RofR

Mon Apr 11 10:38:00 PDT 2005

Hi all,

> I daresay I've misunderstood the RofR concept so could someone step through
> the registration/harvesting scenarios for me.

(I really like direct questions like this!)

The problem an RofR is intended to solve is two-fold:
  1) how does a new publishing registry let the world know it has records 
       to harvest? 
  2) how does a registry attempting to be "full" know who to harvest.  

I'll start with the first.  Using a browser, the administrator of a new 
publishing registry goes to a web page at www.ivoa.net and enters into a 
very simple form the OAI base URL for its publishing registry.  When 
submit is pushed, the server uses the OAI Identify function to pull over 
the publishing registry's Registry record.  (It could also do a quick OAI 
compliance check.)  The server adds the Registry to the RofR.
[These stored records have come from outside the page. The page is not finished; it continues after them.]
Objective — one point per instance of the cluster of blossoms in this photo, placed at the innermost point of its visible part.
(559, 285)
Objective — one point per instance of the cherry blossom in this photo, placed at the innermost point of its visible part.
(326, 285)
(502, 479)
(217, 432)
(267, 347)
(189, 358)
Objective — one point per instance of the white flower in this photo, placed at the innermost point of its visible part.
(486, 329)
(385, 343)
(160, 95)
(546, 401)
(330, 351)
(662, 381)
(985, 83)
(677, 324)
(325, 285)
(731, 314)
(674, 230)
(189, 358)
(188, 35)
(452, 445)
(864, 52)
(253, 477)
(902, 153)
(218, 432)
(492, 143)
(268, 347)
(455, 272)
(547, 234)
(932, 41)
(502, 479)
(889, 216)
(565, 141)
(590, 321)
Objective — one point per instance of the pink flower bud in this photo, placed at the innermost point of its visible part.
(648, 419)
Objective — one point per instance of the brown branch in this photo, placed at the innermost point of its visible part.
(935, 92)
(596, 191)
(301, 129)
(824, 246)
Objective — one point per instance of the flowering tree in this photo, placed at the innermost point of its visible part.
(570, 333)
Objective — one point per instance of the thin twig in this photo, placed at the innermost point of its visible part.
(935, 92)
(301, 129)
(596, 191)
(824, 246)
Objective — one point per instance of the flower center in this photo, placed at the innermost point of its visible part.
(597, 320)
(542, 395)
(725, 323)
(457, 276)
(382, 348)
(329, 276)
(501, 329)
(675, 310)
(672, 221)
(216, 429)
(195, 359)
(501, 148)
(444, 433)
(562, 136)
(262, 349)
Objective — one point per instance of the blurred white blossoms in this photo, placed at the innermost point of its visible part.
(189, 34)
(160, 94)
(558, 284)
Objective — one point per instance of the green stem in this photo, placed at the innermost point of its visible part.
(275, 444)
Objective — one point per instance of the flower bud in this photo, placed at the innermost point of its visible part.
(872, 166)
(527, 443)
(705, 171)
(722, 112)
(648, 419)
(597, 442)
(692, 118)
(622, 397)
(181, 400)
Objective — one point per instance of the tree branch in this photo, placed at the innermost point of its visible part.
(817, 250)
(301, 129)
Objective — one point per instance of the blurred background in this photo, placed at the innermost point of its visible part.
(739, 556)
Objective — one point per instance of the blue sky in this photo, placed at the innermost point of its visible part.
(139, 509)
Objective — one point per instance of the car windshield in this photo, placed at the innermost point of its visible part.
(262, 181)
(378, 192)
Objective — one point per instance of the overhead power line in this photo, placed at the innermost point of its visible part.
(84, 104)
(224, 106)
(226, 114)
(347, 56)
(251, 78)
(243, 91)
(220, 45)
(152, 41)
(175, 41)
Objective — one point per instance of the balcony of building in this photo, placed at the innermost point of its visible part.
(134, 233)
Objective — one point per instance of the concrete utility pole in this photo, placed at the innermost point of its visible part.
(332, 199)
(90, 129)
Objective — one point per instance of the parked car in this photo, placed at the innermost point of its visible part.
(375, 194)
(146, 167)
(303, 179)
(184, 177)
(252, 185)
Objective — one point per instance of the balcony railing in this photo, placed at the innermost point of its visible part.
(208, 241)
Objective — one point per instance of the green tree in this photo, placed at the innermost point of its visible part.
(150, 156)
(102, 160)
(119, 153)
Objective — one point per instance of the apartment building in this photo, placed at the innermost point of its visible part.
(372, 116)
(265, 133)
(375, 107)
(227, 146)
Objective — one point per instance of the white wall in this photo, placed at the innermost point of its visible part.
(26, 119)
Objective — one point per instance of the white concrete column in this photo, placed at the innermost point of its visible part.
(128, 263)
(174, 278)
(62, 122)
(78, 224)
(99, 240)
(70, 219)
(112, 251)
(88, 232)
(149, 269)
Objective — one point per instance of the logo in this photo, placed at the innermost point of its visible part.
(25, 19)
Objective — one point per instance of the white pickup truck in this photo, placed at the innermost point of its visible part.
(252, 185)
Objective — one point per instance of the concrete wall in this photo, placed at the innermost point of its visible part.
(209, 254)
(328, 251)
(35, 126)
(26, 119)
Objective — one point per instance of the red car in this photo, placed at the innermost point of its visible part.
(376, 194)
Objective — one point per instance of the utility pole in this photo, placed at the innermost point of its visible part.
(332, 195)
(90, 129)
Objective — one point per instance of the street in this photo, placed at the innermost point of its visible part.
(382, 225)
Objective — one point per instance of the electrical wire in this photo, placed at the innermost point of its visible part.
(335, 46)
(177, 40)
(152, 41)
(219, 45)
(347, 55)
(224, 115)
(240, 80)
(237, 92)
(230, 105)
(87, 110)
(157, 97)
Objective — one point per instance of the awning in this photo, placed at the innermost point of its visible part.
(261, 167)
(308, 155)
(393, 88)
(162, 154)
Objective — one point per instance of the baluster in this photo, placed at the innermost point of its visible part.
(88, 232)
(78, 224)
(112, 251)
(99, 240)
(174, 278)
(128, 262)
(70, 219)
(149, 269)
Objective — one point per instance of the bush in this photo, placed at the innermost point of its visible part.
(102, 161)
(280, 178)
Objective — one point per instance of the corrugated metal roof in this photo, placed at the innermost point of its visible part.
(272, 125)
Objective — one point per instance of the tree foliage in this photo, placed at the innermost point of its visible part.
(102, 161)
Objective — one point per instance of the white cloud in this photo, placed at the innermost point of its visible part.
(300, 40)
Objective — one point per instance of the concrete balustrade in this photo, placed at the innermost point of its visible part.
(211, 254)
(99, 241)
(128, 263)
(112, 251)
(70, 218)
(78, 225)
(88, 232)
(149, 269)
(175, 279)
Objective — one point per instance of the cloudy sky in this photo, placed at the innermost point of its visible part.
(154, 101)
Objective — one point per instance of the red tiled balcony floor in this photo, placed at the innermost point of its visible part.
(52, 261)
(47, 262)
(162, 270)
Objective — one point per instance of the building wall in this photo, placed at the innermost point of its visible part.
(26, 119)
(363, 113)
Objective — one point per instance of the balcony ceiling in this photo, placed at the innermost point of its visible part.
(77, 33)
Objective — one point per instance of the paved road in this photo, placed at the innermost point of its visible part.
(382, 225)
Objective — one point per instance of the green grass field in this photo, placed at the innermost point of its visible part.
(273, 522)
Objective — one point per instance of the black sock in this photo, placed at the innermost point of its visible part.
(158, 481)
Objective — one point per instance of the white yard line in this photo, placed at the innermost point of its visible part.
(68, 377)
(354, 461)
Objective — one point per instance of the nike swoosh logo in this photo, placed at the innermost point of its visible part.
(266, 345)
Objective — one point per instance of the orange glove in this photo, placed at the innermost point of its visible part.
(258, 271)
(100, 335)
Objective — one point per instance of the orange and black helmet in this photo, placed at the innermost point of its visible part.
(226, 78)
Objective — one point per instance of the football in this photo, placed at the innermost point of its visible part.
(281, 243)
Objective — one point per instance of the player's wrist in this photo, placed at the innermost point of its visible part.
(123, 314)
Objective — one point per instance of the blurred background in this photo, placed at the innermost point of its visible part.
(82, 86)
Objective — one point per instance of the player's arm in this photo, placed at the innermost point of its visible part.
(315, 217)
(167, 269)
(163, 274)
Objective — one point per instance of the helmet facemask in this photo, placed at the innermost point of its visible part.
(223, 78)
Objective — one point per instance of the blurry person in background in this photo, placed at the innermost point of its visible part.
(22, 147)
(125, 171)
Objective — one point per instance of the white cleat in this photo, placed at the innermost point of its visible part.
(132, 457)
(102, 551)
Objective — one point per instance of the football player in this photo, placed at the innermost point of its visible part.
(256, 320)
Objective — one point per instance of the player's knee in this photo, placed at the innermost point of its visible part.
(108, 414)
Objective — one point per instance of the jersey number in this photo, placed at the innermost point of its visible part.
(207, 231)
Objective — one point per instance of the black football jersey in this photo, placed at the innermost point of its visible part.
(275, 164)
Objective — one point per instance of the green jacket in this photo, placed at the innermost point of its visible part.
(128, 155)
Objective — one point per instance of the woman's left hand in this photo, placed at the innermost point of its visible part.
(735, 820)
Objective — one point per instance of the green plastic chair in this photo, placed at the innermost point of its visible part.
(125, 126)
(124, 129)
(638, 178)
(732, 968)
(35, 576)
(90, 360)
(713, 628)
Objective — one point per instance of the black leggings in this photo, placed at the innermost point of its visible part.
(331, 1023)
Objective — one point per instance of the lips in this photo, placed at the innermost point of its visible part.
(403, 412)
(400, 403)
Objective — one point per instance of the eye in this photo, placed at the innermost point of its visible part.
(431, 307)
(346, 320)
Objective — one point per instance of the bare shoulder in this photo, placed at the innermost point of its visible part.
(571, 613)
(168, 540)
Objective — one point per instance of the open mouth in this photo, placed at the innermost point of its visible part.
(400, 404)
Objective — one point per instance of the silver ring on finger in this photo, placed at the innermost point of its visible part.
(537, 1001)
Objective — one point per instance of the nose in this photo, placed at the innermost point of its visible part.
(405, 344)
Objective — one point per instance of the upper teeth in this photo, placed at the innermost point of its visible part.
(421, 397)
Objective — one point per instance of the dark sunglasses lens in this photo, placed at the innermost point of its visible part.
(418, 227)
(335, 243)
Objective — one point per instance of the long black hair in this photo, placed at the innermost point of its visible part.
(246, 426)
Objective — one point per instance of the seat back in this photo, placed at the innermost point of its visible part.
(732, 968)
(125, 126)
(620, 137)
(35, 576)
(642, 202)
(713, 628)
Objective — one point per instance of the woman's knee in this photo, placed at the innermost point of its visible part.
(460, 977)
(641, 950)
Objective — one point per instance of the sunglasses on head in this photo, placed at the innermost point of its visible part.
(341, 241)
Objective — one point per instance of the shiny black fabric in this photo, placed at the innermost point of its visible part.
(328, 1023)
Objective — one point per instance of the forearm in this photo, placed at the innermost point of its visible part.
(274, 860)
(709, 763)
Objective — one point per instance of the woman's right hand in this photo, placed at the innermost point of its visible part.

Now the second.  The RofR features an OAI interface which "Full" 
registries query regularly.  When a new publishing registry appears, all 
full ones find out about it and begin harvesting from it.  

Very simple, eh?

Now to comment on some of the issues that have come up in response.  

On Mon, 11 Apr 2005, Tony Linde wrote:
> Let's distinguish between full and publishing registries. A full registry is
> expected to contain all known resources, kept up to date via some harvesting
> mechanism; it exposes one or more query mechanisms. A publishing registry
> only contains a few local resources, kept up to date via some local
> mechanism; 

As I think others have pointed out, in reality, the two different types of 
registries are really two different roles.  That is, we have full 
registries that also publish records and, thus, can be harvested.  

> The original idea behind the owned/managed authIDs was that a publishing
> registry would have one or more owned authIDs and resources with identifiers
> under those authIDs. A full registry would also have owned authIDs but would
> 'manage' the authIDs for one or more publishing registries. The publishing
> registries would only have to support a simple push (update) or pull
> (harvest) interface with one full registry. Noone else would ever know about
> the publishing registry. The full registry would ensure that noone else
> registered either the owned or managed authIDs. Other full registries would
> only ever harvest from full registries, gathering resources under both the
> owned and managed authIDs.

This original mechanism was at best complicated, more complicated than 
necessary as the RofR idea would suggest.  The details are in the 
discussion of "ownedRegistry", I might summarize as follows:
  o  We're keeping track of who we harvest on a per-authorization basis, 
       but harvesting actually takes place on a per-registry basis. 
  o  The book-keeping of authority IDs is prone to error.
  o  It requires a human, "out-of-band" coordination to set up the 
       publishing-full relationship.
  o  It depends on a single-parent hierarchy, which has political and 
       availabiltiy issues associated with it.  

An RofR gets rid of all these complications.  

> Now the first problem with the RofR is that it contains access information
> about every publishing registry, which previously was hidden from world
> view. What is this going to be used for?

I don't recall a need to keep publishing registries hidden from the world.  
(The use of OAI is to make this stuff more visible.)  The owned/managed 
scheme was meant as a way of reducing the number of places a full registry 
needs to harvest from.  This might be advantageous if it were not 
simple to figure where all the publishing registries are.  RofR addresses 
this.  It assumes that the number of places to harvest from is not large.  
So what other reason is there to aggregate the harvesting?  

> Are all the full registries expected to harvest from *all* the publishing
> registries?  This may be a problem for sites which do not want wide-open
> access to their registry.

Because of the overhead of supporting the world?  Again, the argument 
behind RofR is that this is not a big deal today.  I would suggest that 
if/when it becomes a problem, let's adapt then.  I think it would be a lot 
easier to add aggregation of harvesting once we have the basics in place.  

On Mon, 11 Apr 2005, Roy Williams wrote:
> The problem then is that the owner of the RofR is perceived as being the
> center of the IVO, which is politically unattractive, unless you are
> part of the project that runs the central registry, in which case it is
> very attractive.

As a fan of de-centralization, the simplicity of this solution overrides 
any misgivings I might have.  (There really is very little to this 
RofR.  And note, end users won't see it.)  Again, I think we can add a 
decentralizing mechanism later.  

cheers,
Ray